Consider the ai or gen ai products that are made for agricultural purposes when mistakes are made in our food resources. What happens, then?
AI-driven autonomous weaponry where human intervention is not permitted raises concerns about the potential loss of human control in critical decision-making processes.
🌝 Example: Obliging and enforcing the incorporation of user feedback and diverse perspectives during the design and testing phases of AI systems to address potential biases or usability issues.
🧩 Practice: Participate in a focus group or user testing session for an AI-driven product or service, and provide feedback on its usability and ethical considerations. Share with @areejalution your experience.
10. License Design and Enforce a Code Ethics
The role of a designer in so many well-educated and well-diverse people's heads is still unfortunately shaped by the 90’s and early 2000’s when the internet became public, which is someone who uses shapes, colors, icons, centralized content, and uses the word gallery. Then, it evolved from graphic design and web design to UX/UI designer and we keep explaining what UX vs. UI mean. Design thinking was popularized and everyone is a designer now! Just take this two-week “fun” training. While we still didn’t resolve that, CX and combining marketing and design has been added to the mix in recent years. This is me in one breath describing some of the popularized design trends/methodologies that I as HCI researcher and designer had to navigate and jobhop through. But designers nowadays design products/services/experiences that live in the environment, not interfaces nor pretty slides. There is an interaction and an impact on humans, living beings, and the environment. This is complex. This is different from the typical visual design job. Imagine that designers do this today without an established and agreed on standards, design ethics, and no design licensing. (This opinion is heavily influenced by Mike Moreno, which I adapt.)

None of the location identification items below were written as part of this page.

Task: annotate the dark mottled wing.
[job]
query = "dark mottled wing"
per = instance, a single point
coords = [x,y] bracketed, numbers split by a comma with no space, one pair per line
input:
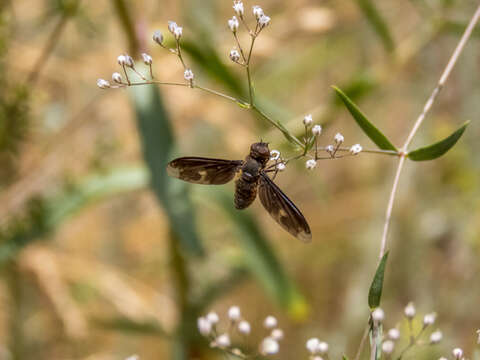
[282,209]
[199,170]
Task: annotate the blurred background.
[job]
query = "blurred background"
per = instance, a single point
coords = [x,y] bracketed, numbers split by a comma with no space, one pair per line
[103,256]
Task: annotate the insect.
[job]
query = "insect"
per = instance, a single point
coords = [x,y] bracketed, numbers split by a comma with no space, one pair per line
[252,177]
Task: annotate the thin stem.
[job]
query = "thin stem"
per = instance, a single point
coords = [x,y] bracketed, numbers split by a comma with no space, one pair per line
[428,105]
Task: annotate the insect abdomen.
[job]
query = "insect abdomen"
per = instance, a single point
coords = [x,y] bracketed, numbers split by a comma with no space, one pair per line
[245,192]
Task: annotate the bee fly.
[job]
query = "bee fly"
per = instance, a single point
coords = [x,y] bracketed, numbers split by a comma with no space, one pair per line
[252,177]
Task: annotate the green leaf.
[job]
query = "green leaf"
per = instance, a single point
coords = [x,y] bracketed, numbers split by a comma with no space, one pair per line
[260,259]
[158,145]
[375,292]
[378,23]
[439,148]
[368,128]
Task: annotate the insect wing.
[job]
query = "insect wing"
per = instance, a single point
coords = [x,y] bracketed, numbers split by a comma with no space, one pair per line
[199,170]
[282,209]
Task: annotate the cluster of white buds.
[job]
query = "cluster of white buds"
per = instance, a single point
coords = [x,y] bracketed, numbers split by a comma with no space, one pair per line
[316,347]
[208,326]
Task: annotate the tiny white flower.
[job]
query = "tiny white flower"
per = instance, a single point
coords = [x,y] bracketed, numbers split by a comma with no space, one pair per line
[436,337]
[122,60]
[356,149]
[277,334]
[394,334]
[244,327]
[223,341]
[269,346]
[257,11]
[238,8]
[312,345]
[310,164]
[457,353]
[339,138]
[116,77]
[212,317]
[234,55]
[410,311]
[388,346]
[307,120]
[322,347]
[263,21]
[317,130]
[274,155]
[188,75]
[429,319]
[103,84]
[172,25]
[147,59]
[233,24]
[234,313]
[129,61]
[204,326]
[158,37]
[270,322]
[378,315]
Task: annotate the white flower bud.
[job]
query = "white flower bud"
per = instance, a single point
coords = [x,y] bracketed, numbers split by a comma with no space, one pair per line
[257,11]
[103,84]
[204,326]
[188,75]
[270,322]
[394,334]
[356,149]
[410,311]
[234,313]
[388,346]
[436,337]
[234,55]
[122,60]
[322,347]
[263,21]
[312,345]
[310,164]
[212,317]
[277,334]
[129,61]
[244,327]
[274,155]
[307,120]
[339,138]
[378,315]
[233,24]
[457,353]
[223,341]
[269,346]
[158,37]
[316,130]
[238,8]
[116,77]
[429,319]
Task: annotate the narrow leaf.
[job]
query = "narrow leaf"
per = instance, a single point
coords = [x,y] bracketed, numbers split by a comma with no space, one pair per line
[368,128]
[378,24]
[375,292]
[439,148]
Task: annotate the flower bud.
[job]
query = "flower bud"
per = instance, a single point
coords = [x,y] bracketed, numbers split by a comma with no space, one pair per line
[316,130]
[103,84]
[158,37]
[147,59]
[310,164]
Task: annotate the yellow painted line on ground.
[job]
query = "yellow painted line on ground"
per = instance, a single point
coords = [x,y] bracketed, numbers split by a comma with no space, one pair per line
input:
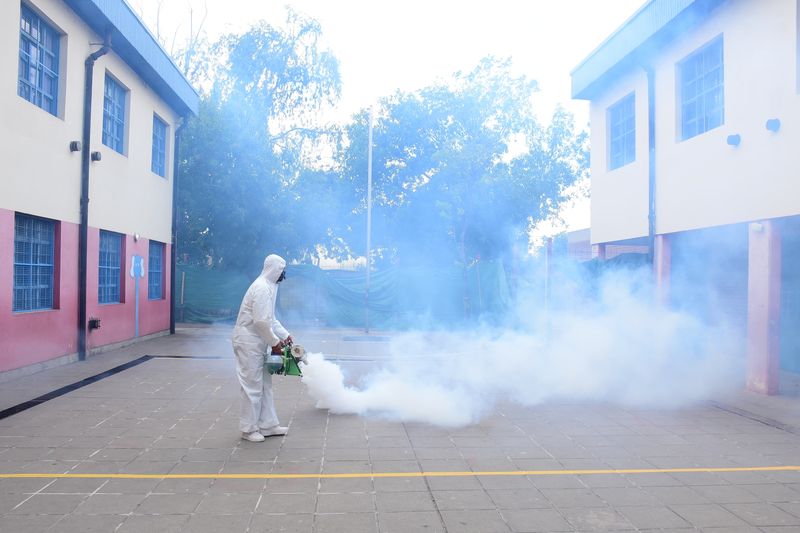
[352,475]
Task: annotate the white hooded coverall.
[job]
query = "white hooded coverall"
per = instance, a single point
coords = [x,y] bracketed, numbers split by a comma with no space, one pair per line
[256,331]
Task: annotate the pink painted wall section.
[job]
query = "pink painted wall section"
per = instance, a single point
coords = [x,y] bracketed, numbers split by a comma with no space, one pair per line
[29,338]
[154,314]
[764,304]
[33,337]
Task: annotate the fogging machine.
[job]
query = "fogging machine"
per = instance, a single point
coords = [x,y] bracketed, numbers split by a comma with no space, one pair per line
[286,363]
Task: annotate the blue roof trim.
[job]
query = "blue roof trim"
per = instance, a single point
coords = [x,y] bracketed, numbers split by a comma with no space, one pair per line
[653,25]
[132,42]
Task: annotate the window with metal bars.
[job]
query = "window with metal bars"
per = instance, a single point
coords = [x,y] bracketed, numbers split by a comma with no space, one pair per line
[34,258]
[622,132]
[114,115]
[38,61]
[159,159]
[155,271]
[109,275]
[702,95]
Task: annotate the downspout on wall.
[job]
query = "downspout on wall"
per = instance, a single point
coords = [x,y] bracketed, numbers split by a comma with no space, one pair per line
[174,248]
[651,160]
[83,234]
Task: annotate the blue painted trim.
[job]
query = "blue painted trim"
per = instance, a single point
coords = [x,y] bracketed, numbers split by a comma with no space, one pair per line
[132,42]
[653,25]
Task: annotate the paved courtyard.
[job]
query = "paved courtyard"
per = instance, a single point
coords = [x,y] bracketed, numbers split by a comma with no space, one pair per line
[152,446]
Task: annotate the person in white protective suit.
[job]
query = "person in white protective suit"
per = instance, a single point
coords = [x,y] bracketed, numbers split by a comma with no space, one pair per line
[256,331]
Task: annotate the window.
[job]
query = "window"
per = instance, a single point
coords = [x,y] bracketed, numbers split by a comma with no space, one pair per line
[155,271]
[159,160]
[701,90]
[38,61]
[34,243]
[622,132]
[114,115]
[109,278]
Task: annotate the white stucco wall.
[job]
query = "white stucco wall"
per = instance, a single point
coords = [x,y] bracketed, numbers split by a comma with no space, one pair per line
[702,181]
[41,176]
[619,196]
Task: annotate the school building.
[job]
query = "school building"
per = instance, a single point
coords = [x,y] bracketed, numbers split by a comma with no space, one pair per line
[695,129]
[88,134]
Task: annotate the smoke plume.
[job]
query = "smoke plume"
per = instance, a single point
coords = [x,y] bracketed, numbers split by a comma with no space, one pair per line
[616,346]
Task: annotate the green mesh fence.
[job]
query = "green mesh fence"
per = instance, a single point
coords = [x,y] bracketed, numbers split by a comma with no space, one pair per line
[398,298]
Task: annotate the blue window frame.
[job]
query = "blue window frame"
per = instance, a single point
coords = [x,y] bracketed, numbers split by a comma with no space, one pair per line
[109,276]
[38,61]
[34,261]
[155,271]
[114,115]
[622,132]
[702,93]
[159,159]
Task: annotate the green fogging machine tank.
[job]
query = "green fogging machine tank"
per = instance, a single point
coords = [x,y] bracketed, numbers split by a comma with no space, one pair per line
[286,363]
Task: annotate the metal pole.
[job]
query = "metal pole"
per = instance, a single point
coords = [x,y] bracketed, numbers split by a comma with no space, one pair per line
[369,220]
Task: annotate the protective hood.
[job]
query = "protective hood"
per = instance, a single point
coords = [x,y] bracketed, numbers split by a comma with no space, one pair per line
[273,266]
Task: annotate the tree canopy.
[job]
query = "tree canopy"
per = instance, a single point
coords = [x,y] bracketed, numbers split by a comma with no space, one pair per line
[461,169]
[243,154]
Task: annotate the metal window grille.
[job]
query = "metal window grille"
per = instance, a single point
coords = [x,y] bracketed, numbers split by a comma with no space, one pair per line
[34,240]
[159,159]
[38,61]
[622,132]
[702,90]
[114,115]
[109,275]
[155,270]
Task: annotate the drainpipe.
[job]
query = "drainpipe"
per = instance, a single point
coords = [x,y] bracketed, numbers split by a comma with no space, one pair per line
[83,234]
[651,174]
[174,249]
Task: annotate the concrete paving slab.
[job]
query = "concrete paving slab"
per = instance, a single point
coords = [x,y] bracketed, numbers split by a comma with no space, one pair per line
[173,417]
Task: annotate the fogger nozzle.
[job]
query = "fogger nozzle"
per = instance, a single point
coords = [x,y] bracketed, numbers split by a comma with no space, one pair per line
[299,353]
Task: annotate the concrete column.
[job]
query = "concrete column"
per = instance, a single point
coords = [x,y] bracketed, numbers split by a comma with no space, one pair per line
[763,307]
[662,262]
[600,251]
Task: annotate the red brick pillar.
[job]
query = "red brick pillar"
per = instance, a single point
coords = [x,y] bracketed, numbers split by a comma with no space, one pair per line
[763,307]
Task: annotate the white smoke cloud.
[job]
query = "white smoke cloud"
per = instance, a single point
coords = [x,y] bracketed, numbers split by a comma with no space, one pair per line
[617,346]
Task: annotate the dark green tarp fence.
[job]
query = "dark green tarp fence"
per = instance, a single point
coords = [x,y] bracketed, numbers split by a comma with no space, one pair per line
[398,297]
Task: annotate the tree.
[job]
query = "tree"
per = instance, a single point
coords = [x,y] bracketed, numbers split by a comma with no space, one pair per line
[248,149]
[461,169]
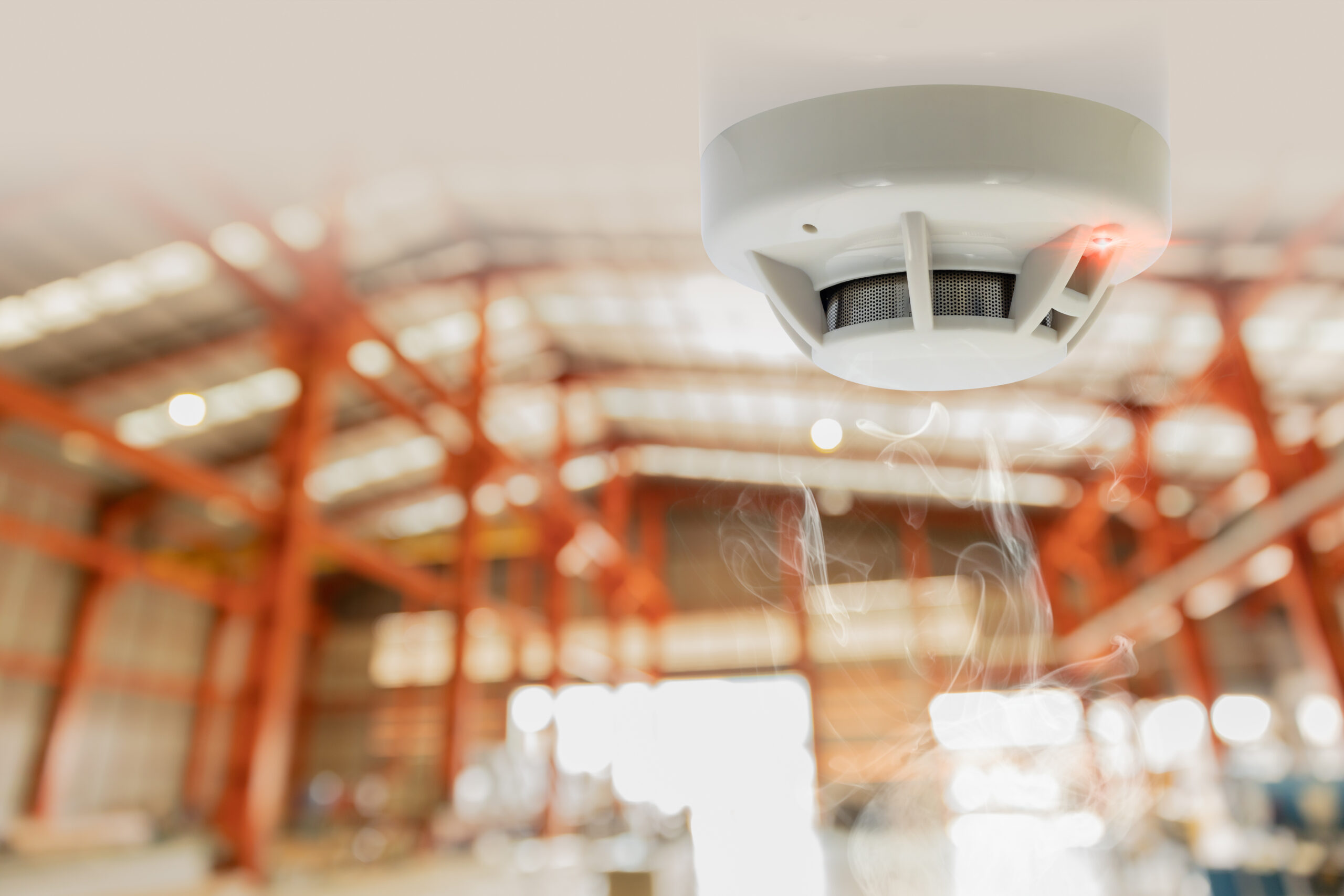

Ethical design refers to design that resists manipulative patterns, respects data privacy, encourages co-design, and is accessible and human-centered.
In fact, the industry “mentors” instead of qualifying design skills in a 2-4 week bootcamp then they ask them to design products, services, and experiences that impact humans and live in our economy. Why should you care?
Because at the moment ai and gen ai products are being designed by professionals who have a loose role that can fit anything or nothing depending on the needs of the employer rather than the needs of users, industry, and situations. Does this happen in any other fields like engineering or IT? Do we trust an MBA holder to design software architecture, code, and implement a gov platform or an ecommerce website?
Finally, I will end this rather long observational rant from a cultural identity perspective asking: as the ai fever spreads and gen ai inheriting a selective issues streaming from cultural imperialism that already exists across our data, media, and communications, how with the current design process and designer role, can we address this and rectify the context? Do we have designers that can be accountable to answer such a question? Did we empower them to do so? Did we make sure there is a standard to adhere to in design that is not about aesthetics?
🌝 Example: Requiring designers to undergo training on design and ethical design principles, obtaining licenses (not commercial certifications,) and requiring reporting of any violation to an internal department then to an external one like a third party organization to ensure compliance with design ethics and AI ethics standards. Let’s take it seriously.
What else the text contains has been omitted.